The supermarket arm of the John Lewis partnership has stopped overtime pay or higher rates on Sundays for staff hired after February 1, 2016 after it looked at the market and realised that competitors were not offering similar benefits.
It denied that the changes were linked to the national living wage, which raised hourly pay by 50p from 6.70 per hour to £7.20 an hour on April 1.
"Premium payments are no longer a feature of the market we compare pay rates to and we planned these changes before National Living Wage was announced," a spokeswoman for Waitrose said.
Tesco, B&Q, Next and Whitbread are some of the multimillion pound firms who have reduced costs, though none have said the decision was linked to the living wage.
Tesco has said it will pay staff £7.62, more than the living wage. But it reportedly cut overtime time pay six weeks ago by changing it from double to one-and-a-half times the usual wage for unregular hours.

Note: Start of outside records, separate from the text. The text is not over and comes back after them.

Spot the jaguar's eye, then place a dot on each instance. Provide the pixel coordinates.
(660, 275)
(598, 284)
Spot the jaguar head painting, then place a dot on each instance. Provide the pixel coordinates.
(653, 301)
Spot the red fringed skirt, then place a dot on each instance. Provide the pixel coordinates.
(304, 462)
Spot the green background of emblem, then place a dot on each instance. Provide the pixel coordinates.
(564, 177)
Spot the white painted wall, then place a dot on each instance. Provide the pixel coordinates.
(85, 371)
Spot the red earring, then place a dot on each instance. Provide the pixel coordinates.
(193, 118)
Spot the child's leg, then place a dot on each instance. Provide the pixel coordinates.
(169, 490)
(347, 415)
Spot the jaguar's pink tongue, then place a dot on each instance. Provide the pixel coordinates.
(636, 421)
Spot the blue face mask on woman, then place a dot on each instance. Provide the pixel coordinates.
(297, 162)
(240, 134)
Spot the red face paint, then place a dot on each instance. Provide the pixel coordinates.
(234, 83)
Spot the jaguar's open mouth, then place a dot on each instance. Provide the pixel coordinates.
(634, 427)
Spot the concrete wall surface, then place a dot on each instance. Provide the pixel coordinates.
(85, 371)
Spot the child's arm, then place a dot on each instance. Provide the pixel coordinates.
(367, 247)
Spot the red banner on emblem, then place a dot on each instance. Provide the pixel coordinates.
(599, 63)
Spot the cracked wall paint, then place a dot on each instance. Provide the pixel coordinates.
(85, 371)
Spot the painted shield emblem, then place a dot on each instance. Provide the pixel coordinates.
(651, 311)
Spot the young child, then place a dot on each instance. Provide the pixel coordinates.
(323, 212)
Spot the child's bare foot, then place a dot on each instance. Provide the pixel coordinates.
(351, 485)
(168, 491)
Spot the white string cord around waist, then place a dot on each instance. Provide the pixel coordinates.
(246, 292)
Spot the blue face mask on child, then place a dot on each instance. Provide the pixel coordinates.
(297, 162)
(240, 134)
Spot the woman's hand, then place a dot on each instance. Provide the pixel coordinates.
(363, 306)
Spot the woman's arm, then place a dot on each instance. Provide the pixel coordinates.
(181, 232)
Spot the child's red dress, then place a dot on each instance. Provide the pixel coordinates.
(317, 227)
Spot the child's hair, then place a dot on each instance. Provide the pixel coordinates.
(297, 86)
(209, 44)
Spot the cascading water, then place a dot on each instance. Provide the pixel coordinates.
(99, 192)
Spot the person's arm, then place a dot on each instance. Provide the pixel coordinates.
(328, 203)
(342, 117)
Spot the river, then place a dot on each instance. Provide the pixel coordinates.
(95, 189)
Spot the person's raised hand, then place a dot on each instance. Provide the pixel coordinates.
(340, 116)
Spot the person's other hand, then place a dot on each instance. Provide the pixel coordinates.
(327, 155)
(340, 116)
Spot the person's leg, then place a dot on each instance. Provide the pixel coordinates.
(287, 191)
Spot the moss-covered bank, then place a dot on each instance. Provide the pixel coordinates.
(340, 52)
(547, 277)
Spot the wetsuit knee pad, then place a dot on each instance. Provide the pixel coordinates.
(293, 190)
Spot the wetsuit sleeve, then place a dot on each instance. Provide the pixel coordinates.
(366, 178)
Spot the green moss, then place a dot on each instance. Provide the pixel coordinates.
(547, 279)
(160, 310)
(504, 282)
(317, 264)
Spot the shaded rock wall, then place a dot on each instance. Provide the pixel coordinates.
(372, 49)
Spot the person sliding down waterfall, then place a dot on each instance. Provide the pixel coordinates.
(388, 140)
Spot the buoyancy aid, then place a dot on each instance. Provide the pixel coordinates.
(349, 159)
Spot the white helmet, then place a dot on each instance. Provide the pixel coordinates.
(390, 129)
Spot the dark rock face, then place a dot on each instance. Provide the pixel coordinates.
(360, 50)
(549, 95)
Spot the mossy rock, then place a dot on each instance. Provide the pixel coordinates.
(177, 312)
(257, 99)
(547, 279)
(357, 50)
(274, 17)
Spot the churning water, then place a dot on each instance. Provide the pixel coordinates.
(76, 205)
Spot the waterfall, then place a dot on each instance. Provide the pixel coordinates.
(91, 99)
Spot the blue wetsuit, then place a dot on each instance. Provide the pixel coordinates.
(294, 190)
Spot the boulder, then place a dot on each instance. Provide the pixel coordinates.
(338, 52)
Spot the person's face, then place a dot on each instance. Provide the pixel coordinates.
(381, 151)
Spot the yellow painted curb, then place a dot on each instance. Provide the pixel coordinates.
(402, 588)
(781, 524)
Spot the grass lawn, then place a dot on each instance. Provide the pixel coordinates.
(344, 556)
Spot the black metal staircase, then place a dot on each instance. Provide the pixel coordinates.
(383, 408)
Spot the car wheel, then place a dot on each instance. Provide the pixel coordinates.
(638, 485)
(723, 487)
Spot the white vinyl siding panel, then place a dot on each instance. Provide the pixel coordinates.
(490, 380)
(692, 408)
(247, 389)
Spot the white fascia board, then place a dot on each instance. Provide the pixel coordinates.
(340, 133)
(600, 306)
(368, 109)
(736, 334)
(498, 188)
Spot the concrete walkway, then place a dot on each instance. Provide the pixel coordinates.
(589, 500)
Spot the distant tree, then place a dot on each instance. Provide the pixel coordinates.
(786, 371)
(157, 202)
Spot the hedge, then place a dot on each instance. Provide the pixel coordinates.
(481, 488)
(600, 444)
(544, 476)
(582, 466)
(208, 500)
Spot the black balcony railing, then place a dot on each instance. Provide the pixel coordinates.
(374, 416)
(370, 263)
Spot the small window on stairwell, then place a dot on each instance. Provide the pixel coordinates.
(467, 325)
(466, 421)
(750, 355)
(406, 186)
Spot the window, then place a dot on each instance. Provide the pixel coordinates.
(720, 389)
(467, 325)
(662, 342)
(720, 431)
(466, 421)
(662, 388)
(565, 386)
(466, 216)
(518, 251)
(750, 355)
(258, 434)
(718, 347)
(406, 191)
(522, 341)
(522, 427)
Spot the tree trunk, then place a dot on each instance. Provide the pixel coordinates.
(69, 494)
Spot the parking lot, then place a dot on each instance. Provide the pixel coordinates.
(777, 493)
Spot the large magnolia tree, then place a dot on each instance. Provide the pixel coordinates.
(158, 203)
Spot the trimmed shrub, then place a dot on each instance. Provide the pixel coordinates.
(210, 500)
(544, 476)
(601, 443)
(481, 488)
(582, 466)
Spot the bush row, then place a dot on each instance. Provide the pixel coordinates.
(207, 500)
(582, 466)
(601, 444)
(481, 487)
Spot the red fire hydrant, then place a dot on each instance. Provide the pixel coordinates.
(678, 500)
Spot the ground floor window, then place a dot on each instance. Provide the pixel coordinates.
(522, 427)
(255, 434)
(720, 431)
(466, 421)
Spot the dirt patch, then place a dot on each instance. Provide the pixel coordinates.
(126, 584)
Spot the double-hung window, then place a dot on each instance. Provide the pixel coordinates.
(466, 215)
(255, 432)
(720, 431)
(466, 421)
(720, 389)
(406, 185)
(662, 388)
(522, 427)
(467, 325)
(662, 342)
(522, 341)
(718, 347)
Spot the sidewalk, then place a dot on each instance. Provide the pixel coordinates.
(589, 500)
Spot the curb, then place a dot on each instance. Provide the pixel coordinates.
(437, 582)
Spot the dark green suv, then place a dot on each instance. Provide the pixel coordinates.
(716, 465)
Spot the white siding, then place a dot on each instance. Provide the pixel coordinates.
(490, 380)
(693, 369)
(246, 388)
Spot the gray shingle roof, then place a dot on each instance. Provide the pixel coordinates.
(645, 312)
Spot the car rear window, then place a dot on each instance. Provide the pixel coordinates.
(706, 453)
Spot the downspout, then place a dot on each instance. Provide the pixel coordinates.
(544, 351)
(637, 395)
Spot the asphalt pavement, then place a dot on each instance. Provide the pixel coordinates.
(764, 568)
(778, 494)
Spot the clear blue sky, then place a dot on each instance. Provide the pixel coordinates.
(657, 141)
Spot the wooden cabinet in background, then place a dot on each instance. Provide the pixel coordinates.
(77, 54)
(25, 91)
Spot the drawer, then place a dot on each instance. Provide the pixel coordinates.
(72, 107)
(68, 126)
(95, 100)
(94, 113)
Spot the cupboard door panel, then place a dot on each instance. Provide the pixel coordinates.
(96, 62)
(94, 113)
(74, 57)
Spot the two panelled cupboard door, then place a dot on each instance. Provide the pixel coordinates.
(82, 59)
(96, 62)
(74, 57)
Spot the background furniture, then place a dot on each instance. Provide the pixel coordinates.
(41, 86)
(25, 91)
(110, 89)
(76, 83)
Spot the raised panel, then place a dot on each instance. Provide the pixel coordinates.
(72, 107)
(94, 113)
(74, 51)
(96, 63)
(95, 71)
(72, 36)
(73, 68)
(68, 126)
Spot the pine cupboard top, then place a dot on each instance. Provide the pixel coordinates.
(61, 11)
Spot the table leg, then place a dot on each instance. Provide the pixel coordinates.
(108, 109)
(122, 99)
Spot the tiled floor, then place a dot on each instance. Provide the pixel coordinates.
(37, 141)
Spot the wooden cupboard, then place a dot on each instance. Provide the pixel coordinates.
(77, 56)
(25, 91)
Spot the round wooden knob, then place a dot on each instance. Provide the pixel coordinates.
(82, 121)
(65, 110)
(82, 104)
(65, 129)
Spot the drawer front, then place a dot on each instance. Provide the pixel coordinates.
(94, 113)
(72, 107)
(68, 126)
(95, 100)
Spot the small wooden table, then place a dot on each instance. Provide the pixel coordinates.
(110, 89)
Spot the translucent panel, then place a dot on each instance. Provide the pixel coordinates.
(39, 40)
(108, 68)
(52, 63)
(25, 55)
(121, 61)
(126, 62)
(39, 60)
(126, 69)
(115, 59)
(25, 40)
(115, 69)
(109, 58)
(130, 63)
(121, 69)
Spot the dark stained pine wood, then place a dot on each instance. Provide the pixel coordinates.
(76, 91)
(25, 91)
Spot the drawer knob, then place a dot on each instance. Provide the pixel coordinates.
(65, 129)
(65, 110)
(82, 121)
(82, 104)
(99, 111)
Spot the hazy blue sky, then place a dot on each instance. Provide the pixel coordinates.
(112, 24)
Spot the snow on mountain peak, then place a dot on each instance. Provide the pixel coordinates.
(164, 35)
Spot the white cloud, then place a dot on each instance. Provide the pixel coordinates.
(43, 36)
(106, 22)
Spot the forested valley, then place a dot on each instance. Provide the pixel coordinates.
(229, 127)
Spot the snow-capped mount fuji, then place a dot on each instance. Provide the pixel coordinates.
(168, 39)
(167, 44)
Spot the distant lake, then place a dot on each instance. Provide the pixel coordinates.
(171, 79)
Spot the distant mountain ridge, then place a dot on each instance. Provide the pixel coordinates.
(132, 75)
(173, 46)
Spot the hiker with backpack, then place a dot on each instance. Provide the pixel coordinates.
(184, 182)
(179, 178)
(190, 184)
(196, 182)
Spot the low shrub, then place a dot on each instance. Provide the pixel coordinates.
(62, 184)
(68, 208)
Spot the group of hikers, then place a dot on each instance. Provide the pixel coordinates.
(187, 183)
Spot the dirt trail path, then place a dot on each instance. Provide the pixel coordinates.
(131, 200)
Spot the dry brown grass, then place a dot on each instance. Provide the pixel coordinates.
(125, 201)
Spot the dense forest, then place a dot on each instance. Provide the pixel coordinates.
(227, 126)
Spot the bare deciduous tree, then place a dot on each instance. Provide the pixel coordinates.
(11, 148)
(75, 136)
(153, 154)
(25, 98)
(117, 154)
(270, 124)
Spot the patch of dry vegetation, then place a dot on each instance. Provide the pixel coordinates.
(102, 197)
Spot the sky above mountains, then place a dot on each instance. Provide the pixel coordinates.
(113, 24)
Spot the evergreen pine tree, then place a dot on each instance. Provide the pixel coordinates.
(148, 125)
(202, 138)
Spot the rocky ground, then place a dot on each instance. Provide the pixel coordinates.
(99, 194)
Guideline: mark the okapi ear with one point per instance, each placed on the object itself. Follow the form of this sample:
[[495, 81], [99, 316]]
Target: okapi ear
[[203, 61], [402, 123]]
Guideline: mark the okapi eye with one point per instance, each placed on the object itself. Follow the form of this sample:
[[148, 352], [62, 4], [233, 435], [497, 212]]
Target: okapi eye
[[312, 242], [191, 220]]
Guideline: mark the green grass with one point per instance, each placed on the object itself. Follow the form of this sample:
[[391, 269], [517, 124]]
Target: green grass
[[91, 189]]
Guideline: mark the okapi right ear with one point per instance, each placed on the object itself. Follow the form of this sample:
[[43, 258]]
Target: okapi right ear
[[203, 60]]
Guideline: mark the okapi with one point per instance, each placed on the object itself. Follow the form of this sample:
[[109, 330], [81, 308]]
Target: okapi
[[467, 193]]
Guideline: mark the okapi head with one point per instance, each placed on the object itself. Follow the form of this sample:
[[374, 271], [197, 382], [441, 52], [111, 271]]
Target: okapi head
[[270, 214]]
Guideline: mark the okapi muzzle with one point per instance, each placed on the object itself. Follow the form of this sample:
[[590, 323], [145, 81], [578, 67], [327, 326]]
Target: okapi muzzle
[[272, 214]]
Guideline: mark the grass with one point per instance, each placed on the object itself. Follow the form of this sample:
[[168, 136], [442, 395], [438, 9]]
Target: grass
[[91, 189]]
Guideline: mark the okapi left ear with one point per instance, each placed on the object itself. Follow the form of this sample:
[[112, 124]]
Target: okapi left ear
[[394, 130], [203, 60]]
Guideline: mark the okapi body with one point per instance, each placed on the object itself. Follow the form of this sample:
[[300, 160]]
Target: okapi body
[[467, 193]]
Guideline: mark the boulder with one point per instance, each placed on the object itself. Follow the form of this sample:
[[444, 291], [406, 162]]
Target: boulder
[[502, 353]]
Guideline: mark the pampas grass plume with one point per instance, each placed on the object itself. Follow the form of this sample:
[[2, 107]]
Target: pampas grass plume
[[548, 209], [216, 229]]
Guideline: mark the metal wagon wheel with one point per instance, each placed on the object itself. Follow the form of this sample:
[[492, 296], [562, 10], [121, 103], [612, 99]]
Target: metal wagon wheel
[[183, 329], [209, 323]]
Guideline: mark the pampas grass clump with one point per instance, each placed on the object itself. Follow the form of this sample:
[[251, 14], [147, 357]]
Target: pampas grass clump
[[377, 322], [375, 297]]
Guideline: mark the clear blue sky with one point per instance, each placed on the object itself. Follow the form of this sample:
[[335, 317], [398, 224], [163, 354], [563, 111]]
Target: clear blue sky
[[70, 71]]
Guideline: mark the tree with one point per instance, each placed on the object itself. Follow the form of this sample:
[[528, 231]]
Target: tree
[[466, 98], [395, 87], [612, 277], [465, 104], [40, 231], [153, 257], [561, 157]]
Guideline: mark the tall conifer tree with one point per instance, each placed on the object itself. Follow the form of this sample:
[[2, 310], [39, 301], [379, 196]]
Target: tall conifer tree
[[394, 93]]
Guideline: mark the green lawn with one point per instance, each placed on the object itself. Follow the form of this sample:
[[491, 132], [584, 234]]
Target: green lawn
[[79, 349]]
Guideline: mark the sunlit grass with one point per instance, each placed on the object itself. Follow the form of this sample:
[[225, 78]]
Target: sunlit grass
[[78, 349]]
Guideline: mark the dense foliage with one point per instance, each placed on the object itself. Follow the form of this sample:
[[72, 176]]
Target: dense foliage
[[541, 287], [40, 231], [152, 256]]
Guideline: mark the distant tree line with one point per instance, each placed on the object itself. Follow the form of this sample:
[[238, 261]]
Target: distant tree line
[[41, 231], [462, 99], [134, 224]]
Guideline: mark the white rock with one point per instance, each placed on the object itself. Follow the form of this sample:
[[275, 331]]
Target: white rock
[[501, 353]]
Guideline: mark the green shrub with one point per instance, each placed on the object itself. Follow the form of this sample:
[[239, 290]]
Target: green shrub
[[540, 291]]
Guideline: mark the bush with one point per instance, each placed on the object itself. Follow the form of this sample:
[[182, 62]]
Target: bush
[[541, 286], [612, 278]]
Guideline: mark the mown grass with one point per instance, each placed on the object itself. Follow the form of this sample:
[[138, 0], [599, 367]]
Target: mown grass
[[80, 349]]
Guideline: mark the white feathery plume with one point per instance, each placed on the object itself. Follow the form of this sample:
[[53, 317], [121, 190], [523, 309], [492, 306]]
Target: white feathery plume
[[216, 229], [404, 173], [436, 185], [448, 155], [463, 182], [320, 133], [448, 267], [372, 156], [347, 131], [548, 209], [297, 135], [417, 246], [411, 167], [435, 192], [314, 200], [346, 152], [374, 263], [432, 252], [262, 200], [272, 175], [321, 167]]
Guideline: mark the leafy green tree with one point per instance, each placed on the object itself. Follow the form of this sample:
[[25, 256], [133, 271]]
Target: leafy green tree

A spokesperson told the Independent that Tesco does still pay time and a half for night shifts, Sundays and bank holidays.
Not all economists agree that the living wage will help the worst off.
“I think it is going to be a threat. There are going to be job losses,” Sir Christopher Pissarides, who was awarded the Nobel prize for economics in 2010, told the Independent.
About 60,000 jobs could go by 2020 as retailers count the cost of higher staff wages, according to the Office for Budget Responsibility.
B&Q, meanwhile, are reportedly offsetting the living wage increase by losing double pay on Sundays and bank holidays, though a spokesman said staff would take home more overall.
“Our people are very important to us and B&Q is committed to being a good payer and remaining so in future. The majority of our employees will be unaffected or better off," the spokesman said.